Zu sehen gibt es noch viel auf dem Gelände an der Dreizehnerstraße. Die Audi-Werkfeuerwehr macht den meisten Wind. Sie ist mit einem Groß-Ventilator angerückt, der im Ernstfall eingesetzt wird, um verrauchte Hallen und Tiefgaragen freizublasen. Mit ihm lassen sich aber auch T-Shirts zum Flattern bringen und Frisuren begeisterter Kinder durcheinanderwirbeln. Auf einem Hindernisparcours zeigen die tierischen Mitglieder der Rettungshundestaffel des Arbeiter-Samariter-Bundes, was sie alles können. Zwei bis drei Jahre dauert die Ausbildung der vierbeinigen Retter, erklärt Leiterin Elke Hofmann den Zuschauern, während die Tiere über Leitern und wippen balancieren, durch einen Stofftunnel sausen, ein Gerüst erklimmen und sich hinterher Leberwurst als Belohnung schmecken lassen.

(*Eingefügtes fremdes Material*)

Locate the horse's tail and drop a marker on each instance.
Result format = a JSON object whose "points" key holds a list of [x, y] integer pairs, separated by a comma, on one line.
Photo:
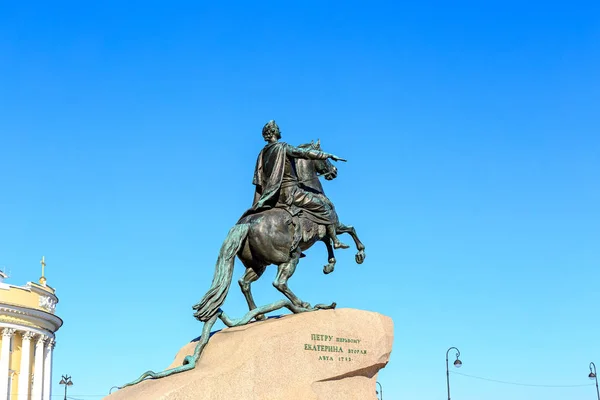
{"points": [[215, 297]]}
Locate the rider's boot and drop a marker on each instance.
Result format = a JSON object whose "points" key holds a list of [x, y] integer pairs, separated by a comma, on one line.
{"points": [[333, 236]]}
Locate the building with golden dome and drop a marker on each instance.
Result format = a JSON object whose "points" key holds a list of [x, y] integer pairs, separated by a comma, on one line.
{"points": [[28, 326]]}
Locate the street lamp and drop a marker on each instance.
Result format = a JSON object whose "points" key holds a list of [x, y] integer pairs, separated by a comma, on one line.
{"points": [[457, 364], [380, 391], [593, 376], [66, 380]]}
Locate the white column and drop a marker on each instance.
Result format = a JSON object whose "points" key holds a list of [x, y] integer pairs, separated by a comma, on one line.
{"points": [[38, 369], [48, 370], [24, 379], [7, 334]]}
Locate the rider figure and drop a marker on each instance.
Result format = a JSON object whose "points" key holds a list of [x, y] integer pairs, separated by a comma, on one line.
{"points": [[277, 183]]}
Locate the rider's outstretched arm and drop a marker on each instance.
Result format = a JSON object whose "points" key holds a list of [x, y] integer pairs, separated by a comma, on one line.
{"points": [[298, 152]]}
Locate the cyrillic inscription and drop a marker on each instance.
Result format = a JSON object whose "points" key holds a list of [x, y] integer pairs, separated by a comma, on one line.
{"points": [[334, 345]]}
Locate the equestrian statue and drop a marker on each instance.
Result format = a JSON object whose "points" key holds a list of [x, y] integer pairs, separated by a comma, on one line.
{"points": [[289, 214]]}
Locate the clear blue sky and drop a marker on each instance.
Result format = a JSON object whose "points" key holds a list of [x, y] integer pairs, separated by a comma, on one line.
{"points": [[129, 132]]}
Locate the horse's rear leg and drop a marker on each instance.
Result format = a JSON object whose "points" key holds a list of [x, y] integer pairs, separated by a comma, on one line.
{"points": [[250, 276], [349, 229], [285, 272], [330, 256]]}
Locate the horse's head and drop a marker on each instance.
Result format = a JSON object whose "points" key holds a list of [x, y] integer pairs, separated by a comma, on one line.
{"points": [[323, 167]]}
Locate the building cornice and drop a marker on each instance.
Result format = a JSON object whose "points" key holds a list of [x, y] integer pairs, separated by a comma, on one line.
{"points": [[41, 319]]}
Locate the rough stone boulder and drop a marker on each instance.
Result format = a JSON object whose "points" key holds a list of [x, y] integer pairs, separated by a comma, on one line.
{"points": [[327, 354]]}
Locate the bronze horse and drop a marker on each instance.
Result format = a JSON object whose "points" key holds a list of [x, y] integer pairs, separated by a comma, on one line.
{"points": [[266, 238]]}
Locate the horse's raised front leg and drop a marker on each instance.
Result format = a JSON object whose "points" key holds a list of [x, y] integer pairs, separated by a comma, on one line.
{"points": [[284, 272], [330, 256], [250, 276], [349, 229]]}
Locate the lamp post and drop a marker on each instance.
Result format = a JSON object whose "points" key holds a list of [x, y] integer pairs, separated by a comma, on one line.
{"points": [[593, 376], [66, 380], [457, 364]]}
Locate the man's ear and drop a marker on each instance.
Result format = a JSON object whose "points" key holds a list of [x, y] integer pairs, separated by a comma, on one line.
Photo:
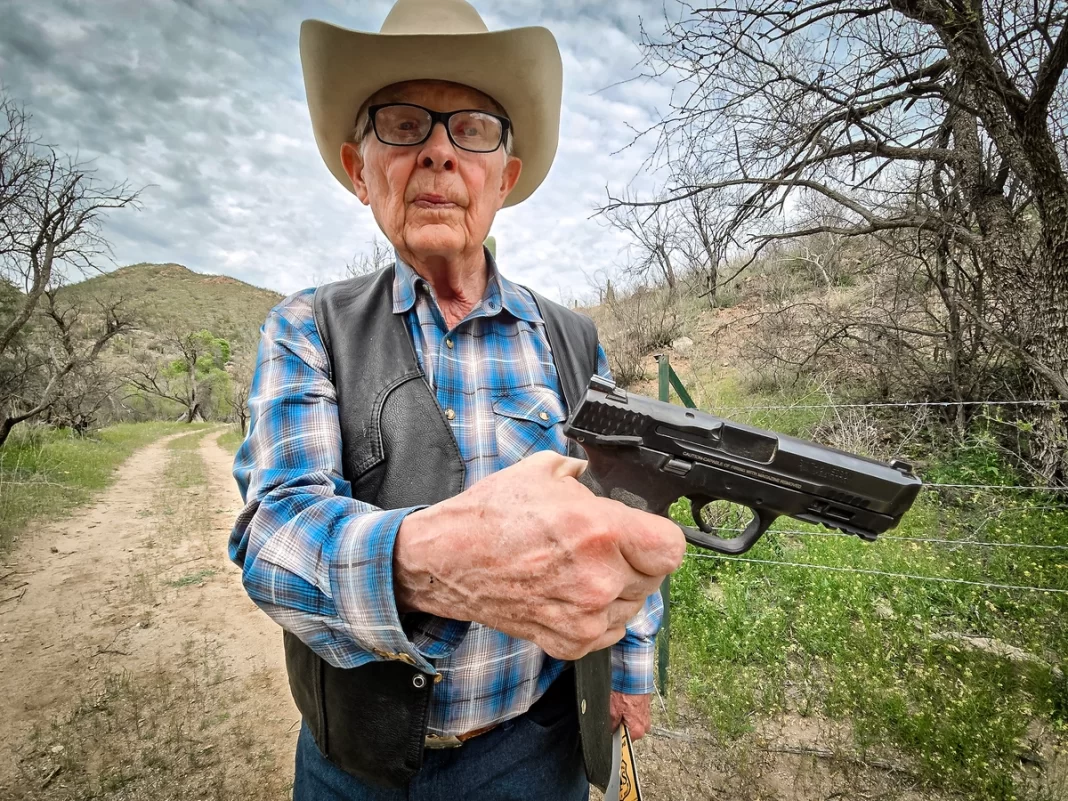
{"points": [[352, 162], [509, 175]]}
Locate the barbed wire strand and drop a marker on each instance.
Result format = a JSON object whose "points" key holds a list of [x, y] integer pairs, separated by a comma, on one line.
{"points": [[911, 539], [868, 571], [996, 486], [901, 405]]}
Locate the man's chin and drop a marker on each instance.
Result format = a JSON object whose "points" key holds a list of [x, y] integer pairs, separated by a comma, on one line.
{"points": [[435, 240]]}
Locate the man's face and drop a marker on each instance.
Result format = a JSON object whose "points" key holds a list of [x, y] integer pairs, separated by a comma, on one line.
{"points": [[433, 199]]}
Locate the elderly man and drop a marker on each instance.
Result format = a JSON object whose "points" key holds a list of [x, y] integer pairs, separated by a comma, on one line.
{"points": [[413, 520]]}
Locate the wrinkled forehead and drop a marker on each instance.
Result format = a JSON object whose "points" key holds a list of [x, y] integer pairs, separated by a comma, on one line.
{"points": [[435, 94]]}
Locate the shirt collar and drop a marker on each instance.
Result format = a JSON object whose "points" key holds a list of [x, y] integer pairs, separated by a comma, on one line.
{"points": [[512, 297]]}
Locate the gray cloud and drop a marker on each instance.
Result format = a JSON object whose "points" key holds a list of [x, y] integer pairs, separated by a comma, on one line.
{"points": [[202, 103]]}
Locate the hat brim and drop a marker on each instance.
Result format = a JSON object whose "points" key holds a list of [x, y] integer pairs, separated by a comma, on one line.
{"points": [[519, 67]]}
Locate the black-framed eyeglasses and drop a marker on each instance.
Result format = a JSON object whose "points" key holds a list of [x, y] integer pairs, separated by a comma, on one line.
{"points": [[405, 124]]}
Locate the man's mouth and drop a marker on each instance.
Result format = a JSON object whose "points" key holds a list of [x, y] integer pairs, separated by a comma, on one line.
{"points": [[428, 200]]}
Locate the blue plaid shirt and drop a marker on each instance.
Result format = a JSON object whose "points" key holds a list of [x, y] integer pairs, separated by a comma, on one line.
{"points": [[319, 562]]}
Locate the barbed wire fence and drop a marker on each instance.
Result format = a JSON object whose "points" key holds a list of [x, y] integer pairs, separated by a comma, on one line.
{"points": [[669, 379], [963, 551]]}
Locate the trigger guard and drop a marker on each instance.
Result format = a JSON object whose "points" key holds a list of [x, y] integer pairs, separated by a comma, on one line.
{"points": [[697, 504]]}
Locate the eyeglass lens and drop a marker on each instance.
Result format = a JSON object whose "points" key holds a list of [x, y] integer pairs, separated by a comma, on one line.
{"points": [[472, 130]]}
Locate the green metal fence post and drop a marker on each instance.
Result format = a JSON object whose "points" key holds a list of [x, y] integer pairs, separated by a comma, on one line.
{"points": [[663, 639]]}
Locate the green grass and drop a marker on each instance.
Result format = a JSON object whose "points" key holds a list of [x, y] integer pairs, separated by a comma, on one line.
{"points": [[192, 579], [46, 473], [892, 655]]}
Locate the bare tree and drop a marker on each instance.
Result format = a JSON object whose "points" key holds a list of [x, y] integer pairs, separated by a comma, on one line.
{"points": [[656, 242], [240, 372], [364, 263], [937, 128], [46, 358], [188, 379], [50, 214]]}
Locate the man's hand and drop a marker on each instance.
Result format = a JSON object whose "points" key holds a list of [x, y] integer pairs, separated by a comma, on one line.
{"points": [[633, 709], [533, 553]]}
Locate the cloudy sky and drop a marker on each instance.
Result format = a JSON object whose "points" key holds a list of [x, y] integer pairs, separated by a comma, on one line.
{"points": [[202, 103]]}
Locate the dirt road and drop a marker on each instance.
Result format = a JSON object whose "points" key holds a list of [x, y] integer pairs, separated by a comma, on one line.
{"points": [[138, 584]]}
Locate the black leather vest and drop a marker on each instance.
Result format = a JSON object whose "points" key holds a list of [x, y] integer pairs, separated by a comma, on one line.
{"points": [[397, 450]]}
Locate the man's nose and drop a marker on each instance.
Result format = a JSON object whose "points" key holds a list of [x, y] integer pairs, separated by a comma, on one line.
{"points": [[438, 152]]}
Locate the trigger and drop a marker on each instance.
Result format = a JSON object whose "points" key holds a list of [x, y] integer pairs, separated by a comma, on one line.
{"points": [[678, 467]]}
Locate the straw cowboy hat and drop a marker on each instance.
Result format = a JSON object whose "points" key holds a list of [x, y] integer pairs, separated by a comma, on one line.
{"points": [[442, 40]]}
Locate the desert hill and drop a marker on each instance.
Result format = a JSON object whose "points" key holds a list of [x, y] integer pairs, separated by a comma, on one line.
{"points": [[169, 297]]}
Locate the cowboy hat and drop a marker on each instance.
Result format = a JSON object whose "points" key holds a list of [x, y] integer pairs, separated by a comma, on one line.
{"points": [[441, 40]]}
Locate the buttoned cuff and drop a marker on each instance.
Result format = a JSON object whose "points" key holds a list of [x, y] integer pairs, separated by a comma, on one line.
{"points": [[361, 583], [632, 662]]}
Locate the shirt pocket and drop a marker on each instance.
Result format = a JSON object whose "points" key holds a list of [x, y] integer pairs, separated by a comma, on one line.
{"points": [[528, 422]]}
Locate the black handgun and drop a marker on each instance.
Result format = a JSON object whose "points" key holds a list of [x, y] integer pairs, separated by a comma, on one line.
{"points": [[648, 454]]}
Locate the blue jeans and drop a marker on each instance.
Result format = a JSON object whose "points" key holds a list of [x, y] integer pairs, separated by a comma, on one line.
{"points": [[519, 760]]}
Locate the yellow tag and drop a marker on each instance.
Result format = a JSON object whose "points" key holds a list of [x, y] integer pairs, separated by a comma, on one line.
{"points": [[629, 788]]}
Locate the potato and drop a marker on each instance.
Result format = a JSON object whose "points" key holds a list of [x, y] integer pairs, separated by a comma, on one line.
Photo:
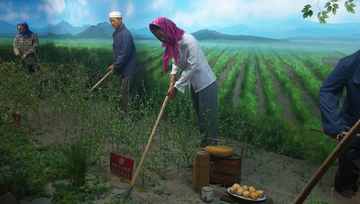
{"points": [[233, 189], [252, 189], [260, 193], [237, 186], [240, 191], [254, 195], [246, 194]]}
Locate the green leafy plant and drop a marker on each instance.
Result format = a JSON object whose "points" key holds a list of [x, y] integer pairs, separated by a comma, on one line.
{"points": [[330, 7], [23, 183]]}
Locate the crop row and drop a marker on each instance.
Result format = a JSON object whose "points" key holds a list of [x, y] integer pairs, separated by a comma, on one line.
{"points": [[321, 70], [248, 99], [310, 83], [272, 107], [222, 62]]}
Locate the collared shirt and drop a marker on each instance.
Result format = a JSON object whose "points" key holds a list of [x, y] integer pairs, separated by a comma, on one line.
{"points": [[124, 53], [196, 71], [346, 74], [27, 46]]}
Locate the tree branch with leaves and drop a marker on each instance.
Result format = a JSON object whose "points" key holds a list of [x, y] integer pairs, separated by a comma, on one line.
{"points": [[330, 7]]}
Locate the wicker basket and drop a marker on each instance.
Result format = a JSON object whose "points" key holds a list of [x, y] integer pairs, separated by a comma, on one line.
{"points": [[225, 171]]}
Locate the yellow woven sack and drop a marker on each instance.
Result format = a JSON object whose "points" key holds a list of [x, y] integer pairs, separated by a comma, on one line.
{"points": [[219, 151]]}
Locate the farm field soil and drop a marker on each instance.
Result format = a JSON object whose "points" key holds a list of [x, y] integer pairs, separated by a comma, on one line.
{"points": [[282, 178]]}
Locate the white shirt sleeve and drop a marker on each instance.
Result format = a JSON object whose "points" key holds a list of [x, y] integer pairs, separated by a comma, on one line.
{"points": [[190, 69]]}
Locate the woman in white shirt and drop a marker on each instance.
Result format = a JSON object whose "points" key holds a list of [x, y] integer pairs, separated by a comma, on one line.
{"points": [[187, 55]]}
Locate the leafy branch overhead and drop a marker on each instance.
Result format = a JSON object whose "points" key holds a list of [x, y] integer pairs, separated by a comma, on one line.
{"points": [[330, 7]]}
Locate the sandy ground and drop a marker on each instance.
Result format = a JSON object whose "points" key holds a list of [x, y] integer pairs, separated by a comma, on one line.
{"points": [[282, 178]]}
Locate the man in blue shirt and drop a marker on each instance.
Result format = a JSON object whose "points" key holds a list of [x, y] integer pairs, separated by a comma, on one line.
{"points": [[345, 75], [126, 64]]}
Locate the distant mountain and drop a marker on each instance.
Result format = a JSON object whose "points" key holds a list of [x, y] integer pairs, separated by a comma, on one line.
{"points": [[239, 30], [42, 31], [8, 28], [142, 31], [105, 30], [64, 28], [101, 30], [298, 29], [214, 35]]}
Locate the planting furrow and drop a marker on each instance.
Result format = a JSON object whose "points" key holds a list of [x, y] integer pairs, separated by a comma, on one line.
{"points": [[248, 98]]}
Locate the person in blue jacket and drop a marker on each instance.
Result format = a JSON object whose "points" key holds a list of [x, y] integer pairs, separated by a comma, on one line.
{"points": [[346, 74], [126, 64]]}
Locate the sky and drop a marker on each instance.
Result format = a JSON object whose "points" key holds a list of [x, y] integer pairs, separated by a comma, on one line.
{"points": [[191, 14]]}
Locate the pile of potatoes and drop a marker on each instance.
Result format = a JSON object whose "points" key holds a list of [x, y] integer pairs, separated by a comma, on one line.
{"points": [[246, 192]]}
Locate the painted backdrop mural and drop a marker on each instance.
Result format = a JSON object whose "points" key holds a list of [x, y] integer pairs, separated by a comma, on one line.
{"points": [[269, 62]]}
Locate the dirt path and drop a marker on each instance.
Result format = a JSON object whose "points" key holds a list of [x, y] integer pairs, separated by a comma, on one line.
{"points": [[259, 89], [313, 107], [212, 64], [282, 179], [307, 66], [223, 74], [281, 98]]}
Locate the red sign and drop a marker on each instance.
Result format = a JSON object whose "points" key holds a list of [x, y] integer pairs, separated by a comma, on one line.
{"points": [[121, 167], [17, 119]]}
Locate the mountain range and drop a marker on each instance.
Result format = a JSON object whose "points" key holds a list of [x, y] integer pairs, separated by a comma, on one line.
{"points": [[287, 30]]}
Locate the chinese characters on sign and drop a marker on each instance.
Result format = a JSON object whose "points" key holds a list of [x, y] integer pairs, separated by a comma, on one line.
{"points": [[121, 167]]}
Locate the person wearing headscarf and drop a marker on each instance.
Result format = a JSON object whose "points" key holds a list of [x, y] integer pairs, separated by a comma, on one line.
{"points": [[335, 120], [126, 64], [26, 45], [187, 55]]}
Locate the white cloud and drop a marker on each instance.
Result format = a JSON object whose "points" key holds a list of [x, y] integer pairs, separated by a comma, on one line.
{"points": [[129, 9], [114, 6], [227, 12], [77, 13], [52, 7]]}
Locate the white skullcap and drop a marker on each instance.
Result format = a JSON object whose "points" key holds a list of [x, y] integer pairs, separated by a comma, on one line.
{"points": [[115, 14]]}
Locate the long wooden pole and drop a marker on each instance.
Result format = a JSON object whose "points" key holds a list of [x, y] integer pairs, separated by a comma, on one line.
{"points": [[137, 173], [329, 161], [97, 84]]}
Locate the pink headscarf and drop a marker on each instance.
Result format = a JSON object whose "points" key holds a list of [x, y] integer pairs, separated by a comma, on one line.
{"points": [[174, 34]]}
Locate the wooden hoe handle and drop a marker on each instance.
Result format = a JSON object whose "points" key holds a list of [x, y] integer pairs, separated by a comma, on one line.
{"points": [[327, 164], [137, 173], [97, 84]]}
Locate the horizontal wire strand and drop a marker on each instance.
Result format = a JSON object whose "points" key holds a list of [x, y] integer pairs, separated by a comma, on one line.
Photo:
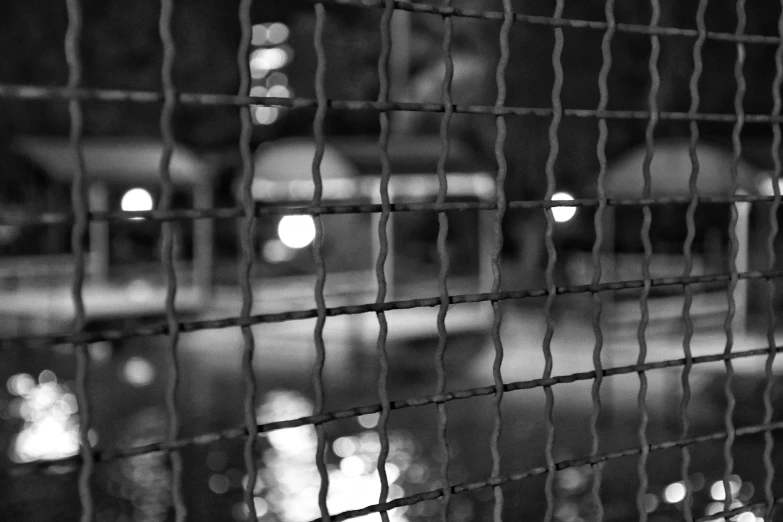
{"points": [[49, 218], [36, 92]]}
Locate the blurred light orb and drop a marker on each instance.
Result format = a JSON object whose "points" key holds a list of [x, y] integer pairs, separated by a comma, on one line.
{"points": [[718, 492], [563, 214], [296, 231], [136, 199], [267, 59], [674, 493], [20, 384], [277, 33], [266, 115], [138, 371]]}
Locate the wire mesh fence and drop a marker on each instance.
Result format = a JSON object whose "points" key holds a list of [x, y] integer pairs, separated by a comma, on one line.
{"points": [[248, 213]]}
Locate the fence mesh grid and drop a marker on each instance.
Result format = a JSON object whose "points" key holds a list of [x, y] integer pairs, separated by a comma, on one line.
{"points": [[248, 211]]}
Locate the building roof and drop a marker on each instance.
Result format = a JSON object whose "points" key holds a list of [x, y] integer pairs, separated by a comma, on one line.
{"points": [[132, 160]]}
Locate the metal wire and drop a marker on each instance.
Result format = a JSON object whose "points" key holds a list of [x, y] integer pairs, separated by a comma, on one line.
{"points": [[167, 249], [443, 262], [554, 148], [769, 468], [556, 22], [315, 420], [49, 218], [473, 486], [698, 67], [78, 235], [645, 234], [737, 146], [35, 92], [500, 199], [318, 245], [603, 136], [247, 233], [248, 210], [383, 251], [334, 311]]}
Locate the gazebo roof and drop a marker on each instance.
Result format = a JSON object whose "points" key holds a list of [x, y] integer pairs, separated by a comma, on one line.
{"points": [[671, 169]]}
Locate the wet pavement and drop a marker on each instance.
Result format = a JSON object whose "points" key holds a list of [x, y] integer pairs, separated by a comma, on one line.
{"points": [[128, 383]]}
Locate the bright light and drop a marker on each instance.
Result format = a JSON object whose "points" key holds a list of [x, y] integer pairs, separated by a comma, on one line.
{"points": [[275, 251], [277, 33], [266, 115], [136, 199], [352, 466], [674, 493], [296, 231], [138, 371], [563, 214], [265, 60]]}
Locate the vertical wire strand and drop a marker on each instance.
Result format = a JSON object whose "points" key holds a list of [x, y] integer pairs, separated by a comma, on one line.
{"points": [[603, 136], [769, 442], [698, 67], [167, 247], [734, 247], [645, 235], [443, 258], [318, 247], [78, 236], [383, 251], [554, 149], [500, 196], [247, 232]]}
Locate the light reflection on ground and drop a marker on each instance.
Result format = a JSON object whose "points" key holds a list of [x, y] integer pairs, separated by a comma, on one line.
{"points": [[49, 412], [289, 481]]}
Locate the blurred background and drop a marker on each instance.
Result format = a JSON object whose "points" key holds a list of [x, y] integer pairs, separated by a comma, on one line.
{"points": [[125, 284]]}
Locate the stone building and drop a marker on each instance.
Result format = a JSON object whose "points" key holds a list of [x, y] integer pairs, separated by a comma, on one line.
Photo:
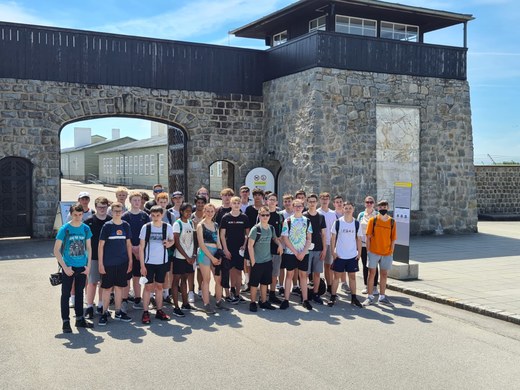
{"points": [[348, 99]]}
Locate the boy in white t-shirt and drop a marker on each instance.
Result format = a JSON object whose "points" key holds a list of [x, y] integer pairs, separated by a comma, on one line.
{"points": [[345, 243]]}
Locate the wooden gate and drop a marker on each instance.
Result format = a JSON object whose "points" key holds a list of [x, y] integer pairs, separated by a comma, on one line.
{"points": [[15, 197]]}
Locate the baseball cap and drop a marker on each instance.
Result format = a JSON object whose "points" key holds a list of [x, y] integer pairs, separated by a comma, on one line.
{"points": [[83, 194]]}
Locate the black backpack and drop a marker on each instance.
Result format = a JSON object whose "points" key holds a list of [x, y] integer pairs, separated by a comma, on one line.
{"points": [[147, 238]]}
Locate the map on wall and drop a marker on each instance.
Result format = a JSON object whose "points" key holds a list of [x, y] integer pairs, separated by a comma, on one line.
{"points": [[397, 150]]}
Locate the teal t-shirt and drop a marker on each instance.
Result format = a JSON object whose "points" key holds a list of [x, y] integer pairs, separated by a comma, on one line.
{"points": [[74, 240], [263, 245]]}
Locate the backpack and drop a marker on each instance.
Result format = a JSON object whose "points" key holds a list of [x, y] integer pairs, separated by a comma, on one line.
{"points": [[336, 226], [259, 232], [147, 238], [66, 238]]}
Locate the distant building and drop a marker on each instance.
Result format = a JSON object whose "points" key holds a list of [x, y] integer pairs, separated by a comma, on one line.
{"points": [[81, 161]]}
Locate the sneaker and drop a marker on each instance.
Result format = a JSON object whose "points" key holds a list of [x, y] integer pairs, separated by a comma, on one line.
{"points": [[191, 297], [274, 299], [103, 319], [354, 301], [122, 316], [208, 309], [266, 305], [161, 315], [385, 301], [307, 305], [89, 313], [138, 305], [66, 327], [81, 323], [221, 305]]}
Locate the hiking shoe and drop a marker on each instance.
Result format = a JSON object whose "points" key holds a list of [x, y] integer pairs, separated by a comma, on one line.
{"points": [[354, 301], [103, 320], [266, 305], [146, 318], [122, 316], [383, 300], [274, 299], [66, 327], [369, 301], [191, 297], [81, 323], [138, 305], [208, 309], [89, 313], [221, 305], [161, 315]]}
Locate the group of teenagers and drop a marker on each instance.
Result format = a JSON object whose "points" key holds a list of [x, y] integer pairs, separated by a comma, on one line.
{"points": [[161, 246]]}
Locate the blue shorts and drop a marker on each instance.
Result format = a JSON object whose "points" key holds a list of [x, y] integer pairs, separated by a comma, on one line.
{"points": [[345, 265]]}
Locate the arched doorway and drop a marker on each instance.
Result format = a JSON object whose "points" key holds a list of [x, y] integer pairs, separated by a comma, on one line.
{"points": [[16, 197]]}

Stärkung für die Zuschauer gibt es in den leergeräumten Hallen der Hauptfeuerwache. Ein Teil ist aber mit Trassierband abgesperrt. Dahinter sind Spinde mit Einsatzkleidung und Helme. Auf der Straße vor dem Feuerwehrhaus stehen - ebenfalls abgeschirmt - etliche Einsatzfahrzeuge. Für den Fall, dass aus Spaß plötzlich doch Ernst wird, so Schimmer. Die Drehleiter kann zwar besichtigt werden, ist aber bewusst am Rand positioniert, um im Falle eines Falles schnell einsatzbereit zu sein. Dazu kommt es an diesem Nachmittag aber nicht.

Auch bei Roland Schärtel und seinem Team bleibt es bei Demonstrationseinsätzen. Der Brandinspektor steht mit einer Holztür vor der Johann-Nepomuk-von-Kurz-Schule und erklärt, wie man sich zu verhalten hat, wenn ein Rauchmelder losgeht. Wer weiß schon, dass man die Tür zu einem Zimmer, in dem es offenbar brennt, nur in der Hocke öffnen sollte? "Der heiße Rauch strömt oben aus der Tür", erklärt der Schärtel. Da ist es ratsam, sich klein zu machen, bevor man mit einem Feuerlöscher gegen den Brandherd vorrückt.

"Wir haben auch einen Feuerlöscher daheim. Ich habe ihn aber noch nie ausprobiert. Es ist toll, das hier einmal zu machen", erklärt eine Mutter. Das findet auch Bea Böhm nach ihrem kurzen Löscheinsatz an einem brennenden Papierkorb. Sie arbeitet mit Kindern und hat deswegen schon Kurse besucht, um im Ernstfall richtig handeln zu können. Dennoch sei es gut, das hier noch einmal in komprimierter Form zu hören, erklärt sie, während ihr Sohn mit einem gezielten Stoß aus dem Feuerlöscher beweist, dass auch er gut zugehört hat.

Dass brennendes Öl in einer Pfanne auf keinen Fall mit Wasser bespritzt werden darf, haben die meisten Zuschauer wohl schon einmal gehört. Dennoch ist es erstaunlich, wie groß der Feuerball ist, der bei der Fettexplosion heiß flammend aufsteigt, als es ein Feuerwehrmann - gut geschützt - zu Demonstrationszwecken doch tut. Da bleibt nicht nur den jüngsten Besuchern kurz der Mund offen stehen. "Stellen sie sich das einmal in Ihrer Küche vor", sagt Schärtel und unter den Zuschauern macht sich einmal mehr das Gefühl breit, dass es gut zu wissen ist, dass die Feuerwehr für den Ernstfall gerüstet ist. Aber erleben möchte man ihn trotzdem nicht.